Final Part - Sri Ramana Paravidyopanishad By Lakshman Sarma

When one has learned to love the company of sages, why all these rules of discipline? When a pleasant cool southern breeze is blowing, what need is there for a fan?

Fever is overcome by the cool light of the moon; want by the wish-yielding tree; and sin by the holy Ganges. Those three – fever and want and sin – all flee at the august sight of the peerless sage.

Holy rivers, which are only water, and idols, which are made of stone and clay, are not as mighty as the sages are. For while they make one pure in the course of countless days, the sage’s eye by a mere glance purifies at once.

Bathing in the Ganges removes the sins of man, not the sinner in him. But association with a sage destroys the sinner also. There is nothing so powerful to purify the mind as association with a sage.

The sage’s greatness is further set forth as follows.

He is the conqueror of death, of the demon of three cities, of cupid, and of the demon Naraka. He is the Self of all the great gods, and all alike worship only him.

How he is the killer of the demon Tripura and of the demon Naraka is explained next.

Since it is through him that the three bodies [encompassing the Self] exist, he is therefore the killer of Tripura. Because he has put an end to the ego, he is therefore also the killer of Naraka.

The three bodies are the gross, subtle and causal, already stated. Naraka is the personification of the ego.

Since in the Gita Bhagavan Krishna himself says, ‘I myself am the sage,’ it therefore follows that there is none equal to or greater than he. His greatness is immeasurable.

Since the sage is God himself, his teachings are of the highest authority. Thereafter, and by his words alone, the Upanishads also have authority.

Since the Guru, if he is a sage, is the second form of God’s grace, the aspirant practising devotion to him [as to God], will reach his goal.

Divine grace has three forms in three stages: first as God, then as Guru and finally as the real Self. The above verse is based upon this ancient teaching, and was repeated by Bhagavan.

In the sage’s presence and even far away from him there is a mysterious power. Whoever is caught hold of by it will not be let go, but will surely be taken to the state of deliverance.

Therefore, those that are positively determined not to obtain deliverance, being greatly in love with samsara, should beware of sages!

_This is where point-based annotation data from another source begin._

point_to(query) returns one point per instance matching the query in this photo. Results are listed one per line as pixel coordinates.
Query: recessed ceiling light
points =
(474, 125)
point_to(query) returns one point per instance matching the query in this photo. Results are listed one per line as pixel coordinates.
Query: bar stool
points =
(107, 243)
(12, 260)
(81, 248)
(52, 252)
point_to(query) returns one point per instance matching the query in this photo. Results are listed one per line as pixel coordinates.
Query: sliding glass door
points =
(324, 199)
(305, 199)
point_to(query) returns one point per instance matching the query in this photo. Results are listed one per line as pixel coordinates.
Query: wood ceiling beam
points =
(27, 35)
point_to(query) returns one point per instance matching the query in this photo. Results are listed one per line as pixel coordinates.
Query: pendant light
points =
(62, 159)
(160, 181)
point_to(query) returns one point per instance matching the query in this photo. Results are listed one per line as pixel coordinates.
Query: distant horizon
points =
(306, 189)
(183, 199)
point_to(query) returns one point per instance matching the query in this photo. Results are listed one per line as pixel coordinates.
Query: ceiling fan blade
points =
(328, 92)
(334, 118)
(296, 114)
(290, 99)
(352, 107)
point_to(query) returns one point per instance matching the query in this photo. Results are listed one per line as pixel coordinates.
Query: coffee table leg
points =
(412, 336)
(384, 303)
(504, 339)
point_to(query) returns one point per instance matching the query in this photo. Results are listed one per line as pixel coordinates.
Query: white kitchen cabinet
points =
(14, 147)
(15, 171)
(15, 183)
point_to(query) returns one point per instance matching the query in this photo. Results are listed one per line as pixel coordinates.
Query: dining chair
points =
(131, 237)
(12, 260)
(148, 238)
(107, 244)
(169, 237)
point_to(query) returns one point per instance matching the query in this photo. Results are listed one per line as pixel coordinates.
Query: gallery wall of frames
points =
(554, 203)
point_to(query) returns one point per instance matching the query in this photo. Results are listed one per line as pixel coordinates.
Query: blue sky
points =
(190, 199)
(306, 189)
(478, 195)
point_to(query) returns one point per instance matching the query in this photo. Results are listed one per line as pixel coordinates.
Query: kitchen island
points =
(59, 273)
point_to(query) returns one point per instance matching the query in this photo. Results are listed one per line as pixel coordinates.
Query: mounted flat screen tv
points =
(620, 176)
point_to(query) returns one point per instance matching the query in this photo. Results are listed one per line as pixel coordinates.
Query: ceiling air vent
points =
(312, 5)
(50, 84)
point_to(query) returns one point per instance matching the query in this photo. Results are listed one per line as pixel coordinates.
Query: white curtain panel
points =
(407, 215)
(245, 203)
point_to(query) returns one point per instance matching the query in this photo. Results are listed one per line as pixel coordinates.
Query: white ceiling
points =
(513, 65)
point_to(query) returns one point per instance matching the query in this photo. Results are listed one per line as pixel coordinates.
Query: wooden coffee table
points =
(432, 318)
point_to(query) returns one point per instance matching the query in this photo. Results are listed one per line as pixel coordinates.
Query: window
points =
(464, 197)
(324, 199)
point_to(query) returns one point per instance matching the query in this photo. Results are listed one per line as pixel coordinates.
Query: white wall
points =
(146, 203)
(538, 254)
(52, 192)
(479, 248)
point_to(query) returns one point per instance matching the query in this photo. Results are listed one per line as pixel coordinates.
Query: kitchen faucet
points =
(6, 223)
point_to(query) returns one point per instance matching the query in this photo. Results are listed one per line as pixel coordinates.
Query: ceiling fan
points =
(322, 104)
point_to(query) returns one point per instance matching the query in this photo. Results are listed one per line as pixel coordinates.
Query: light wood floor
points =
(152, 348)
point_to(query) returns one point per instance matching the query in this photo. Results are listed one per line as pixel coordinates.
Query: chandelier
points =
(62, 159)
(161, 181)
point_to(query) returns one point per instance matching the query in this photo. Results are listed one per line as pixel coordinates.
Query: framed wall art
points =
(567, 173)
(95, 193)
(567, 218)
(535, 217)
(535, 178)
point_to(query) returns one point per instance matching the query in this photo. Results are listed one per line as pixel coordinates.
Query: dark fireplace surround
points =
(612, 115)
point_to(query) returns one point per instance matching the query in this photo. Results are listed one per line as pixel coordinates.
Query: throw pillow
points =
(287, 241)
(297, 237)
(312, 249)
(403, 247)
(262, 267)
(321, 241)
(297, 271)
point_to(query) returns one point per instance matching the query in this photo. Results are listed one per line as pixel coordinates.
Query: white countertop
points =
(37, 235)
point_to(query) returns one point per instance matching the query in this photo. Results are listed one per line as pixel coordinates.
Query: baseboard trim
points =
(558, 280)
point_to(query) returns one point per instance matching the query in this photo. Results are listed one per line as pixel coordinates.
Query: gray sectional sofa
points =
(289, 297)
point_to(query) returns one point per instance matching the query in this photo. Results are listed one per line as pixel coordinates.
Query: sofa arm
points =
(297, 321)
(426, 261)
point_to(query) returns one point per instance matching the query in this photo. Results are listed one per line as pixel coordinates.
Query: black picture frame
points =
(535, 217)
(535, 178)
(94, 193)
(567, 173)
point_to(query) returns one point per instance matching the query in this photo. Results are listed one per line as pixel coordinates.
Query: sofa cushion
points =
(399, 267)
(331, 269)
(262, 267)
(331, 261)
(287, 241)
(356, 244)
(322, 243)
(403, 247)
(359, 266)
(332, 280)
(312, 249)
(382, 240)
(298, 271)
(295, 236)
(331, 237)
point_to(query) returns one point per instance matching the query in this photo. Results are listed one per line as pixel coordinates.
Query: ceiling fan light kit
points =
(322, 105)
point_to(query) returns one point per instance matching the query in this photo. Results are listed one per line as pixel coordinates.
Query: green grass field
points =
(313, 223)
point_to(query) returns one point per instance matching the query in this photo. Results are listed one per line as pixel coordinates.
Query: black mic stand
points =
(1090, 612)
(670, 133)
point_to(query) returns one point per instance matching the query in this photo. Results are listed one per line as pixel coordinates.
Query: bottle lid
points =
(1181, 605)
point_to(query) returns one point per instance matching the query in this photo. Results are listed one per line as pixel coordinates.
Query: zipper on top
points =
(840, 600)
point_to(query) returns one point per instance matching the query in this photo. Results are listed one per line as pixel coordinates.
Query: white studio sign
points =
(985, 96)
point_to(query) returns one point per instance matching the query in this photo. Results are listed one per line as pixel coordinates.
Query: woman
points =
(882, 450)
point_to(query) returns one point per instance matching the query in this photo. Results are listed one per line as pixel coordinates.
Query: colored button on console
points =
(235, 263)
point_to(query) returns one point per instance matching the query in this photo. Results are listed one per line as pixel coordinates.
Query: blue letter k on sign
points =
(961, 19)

The Guru has said, ‘Just as a fawn caught by a tiger becomes its food, so, if a good man is caught by the gracious look of the sage, he will surely attain the state in which the sage dwells.’

Being outside he [the Guru] turns the mind of the sadhaka inwards and from inside he pulls the mind into the Heart and then fixes him, by his power, in the supreme state.

That supreme state of the sage transcends both words and intellect. What has been set forth here is just a little, which has been vouchsafed by the sages for the sadhaka.

Thus has been expounded the natural state of the Self, along with the means of attainment [sadhana]. Hereafter is set forth the essence of the teachings for reflection by sadhakas.

The remainder of the work sets forth Bhagavan’s own commentary on the first benedictory verse of the Forty Verses.

Every creature is aware of its own spectacle, the world, and its seer, himself. He understands these two as real in their own right. This delusion is the cause for its samsara.

If the two were real in their own right, they would appear continuously. How can something that appears at some times and does not appear at other times be real?

This pair [the world appearance and the one who sees it] shines in dream and waking only by the functioning of the mind. In deep sleep both of them fail to shine. Therefore both of them are mental.

That into which the mind goes into latency and wherefrom it rises again is alone real. That one, being without settings and risings, is real in its own right, and is the home of deliverance for the aspirant.

That reality named Brahman, which is only one without a second and complete in itself, is the giver of existence to the whole world. It also gives the light of consciousness to the whole mind, which in itself lacks consciousness.

That itself dwells in the Heart of all creatures as one’s own Self, like a witness without thoughts, unrelated to anything. But that one is concealed during the outward-turned state of the mind by the false appearance of the world, which is a manifestation of the mind.

Therefore, due to illusion, no one in the world knows this real Self. Being persuaded that the gross body is itself the Self, one wanders through innumerable lives, suffering unhappiness.

This world must be discovered to be the supreme, who is the real Self, by extinction of the mind. Then the pure real Self will shine unhindered, as he really is, as the sole reality, Brahman.

If and when one makes efforts for deliverance, equipped with discrimination and detachment, following the means taught by the holy Guru, one becomes free from the bondage of samsara by attaining birth in one’s own source, Brahman.

By turning one’s thought-free mind inwards and diving into the Heart in the quest of one’s own real Self, by becoming free from delusion by the extinction of the ego-mind, one attains the state of deliverance. Such a one is a sage.

The following is the concluding verse.

To that supreme one, the Self in all creatures, which became our Guru, Sri Ramana, let there be thousands of namaskarams until there comes about the extinction of the ego.